Sex, too. The scene where Saffy checks to see if her mother had run out of condoms, then helpfully supplies her with more (‘and use them this time!’) seemed the furthest-fetched gag of all. Not now. According to government figures, sexually transmitted diseases are rising fastest among the over-45s. This reflects the rise in singletons of that age, divorced and online dating. Eddy’s poor relationship with Saffy’s father (‘Have you seen the bastard recently?’ ‘Are you referring to Dad?’ ‘Oh “Dad”, “Dad” — give him a little title to justify his puny existence’) anticipated another trend. Today’s British teenagers are more likely to have a mobile phone in their pocket than a father at home.
Saffy stayed in her childhood bedroom well into her twenties. This appalled Patsy, who regularly urged Eddy to evict her party-pooping daughter (‘cut the cord, darling, cut the cord’). Several thousand loving British parents have similar thoughts, when they’re making breakfast for offspring who somehow failed to leave home. But this is the grim reality of the housing market: cheap debt means prices are soaring. Property owners are suddenly very well-off (and can afford to go to Glastonbury and take more taxis). Those who don’t own homes can either borrow a fortune to buy a shoebox, or stay at home, glowering.
Would Ab Fab have worked if Saffy was a boy? It might not have been as funny, but it would certainly not have been as prescient. Eddy despairs Saffy’s preference for homework over men (‘I don’t want a mustached virgin for a daughter, so do something about it!’) but Saffy was a prototype of the single-minded, industrious women which would go on to triumph not just at school — girls now get more As — but outnumber men at university.

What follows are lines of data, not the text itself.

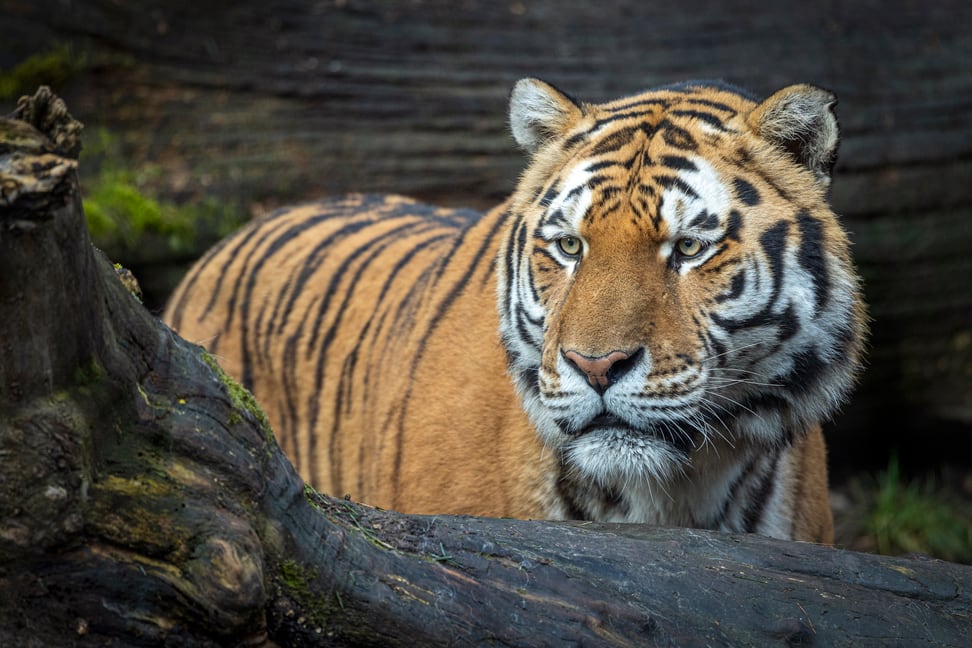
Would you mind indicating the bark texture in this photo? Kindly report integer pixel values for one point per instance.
(143, 501)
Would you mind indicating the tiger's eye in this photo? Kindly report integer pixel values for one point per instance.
(569, 245)
(689, 247)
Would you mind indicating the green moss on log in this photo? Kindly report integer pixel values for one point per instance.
(242, 400)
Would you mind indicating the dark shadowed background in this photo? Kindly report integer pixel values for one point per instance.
(200, 115)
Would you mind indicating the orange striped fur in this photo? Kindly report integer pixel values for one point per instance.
(650, 329)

And not just the soft subjects. (‘Must you do physics?’ Edina once pleaded. ‘Can’t you do one little arts subject, then you can come help me in the shop?’) Women now account for the majority of medicine and law graduates, part of a gender revolution which has eliminated the pay gap for the under-30s and will soon feminise and transform Britain. Tomorrow really does belong to Saffy.

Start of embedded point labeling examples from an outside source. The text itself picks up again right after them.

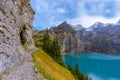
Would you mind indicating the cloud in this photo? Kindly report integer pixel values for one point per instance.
(61, 10)
(95, 11)
(85, 12)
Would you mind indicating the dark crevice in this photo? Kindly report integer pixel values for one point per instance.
(22, 36)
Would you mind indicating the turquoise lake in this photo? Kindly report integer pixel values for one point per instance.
(96, 66)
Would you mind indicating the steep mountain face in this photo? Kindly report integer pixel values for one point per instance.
(15, 31)
(68, 38)
(100, 38)
(104, 38)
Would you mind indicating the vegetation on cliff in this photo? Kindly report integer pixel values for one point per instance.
(49, 67)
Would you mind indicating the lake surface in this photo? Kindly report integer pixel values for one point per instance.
(97, 66)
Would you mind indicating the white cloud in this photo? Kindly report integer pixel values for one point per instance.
(61, 10)
(87, 20)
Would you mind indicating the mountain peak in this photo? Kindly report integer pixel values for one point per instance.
(118, 21)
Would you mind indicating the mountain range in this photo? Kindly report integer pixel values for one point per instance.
(98, 38)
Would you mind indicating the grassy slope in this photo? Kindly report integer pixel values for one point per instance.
(52, 70)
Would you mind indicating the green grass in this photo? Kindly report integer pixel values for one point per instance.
(49, 68)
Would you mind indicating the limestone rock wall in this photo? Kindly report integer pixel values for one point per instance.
(16, 18)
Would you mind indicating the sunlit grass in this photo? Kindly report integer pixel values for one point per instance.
(51, 70)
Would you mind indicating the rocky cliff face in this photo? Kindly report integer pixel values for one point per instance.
(104, 38)
(68, 38)
(98, 38)
(15, 31)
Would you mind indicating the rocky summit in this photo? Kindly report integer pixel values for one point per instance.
(98, 38)
(16, 18)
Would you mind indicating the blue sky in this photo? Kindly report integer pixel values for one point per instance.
(50, 13)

This is where Saunders got it wrong: she described Saffy as a sad miser ‘with nothing to shout about and no identity of her own’. The real-life Saffys have plenty to shout about — but it’s harder to treat university as three-year party if you’re paying £9,000 a year for the fees. Britain has changed into a country where, unless you’re very rich, it’s far harder to bluff your way through life. What you earn is dictated by what you learn, and the young know it. And if they want to dance badly at music festivals, smoke weed, get drunk and fall over — well, there’s plenty of time for that in later life.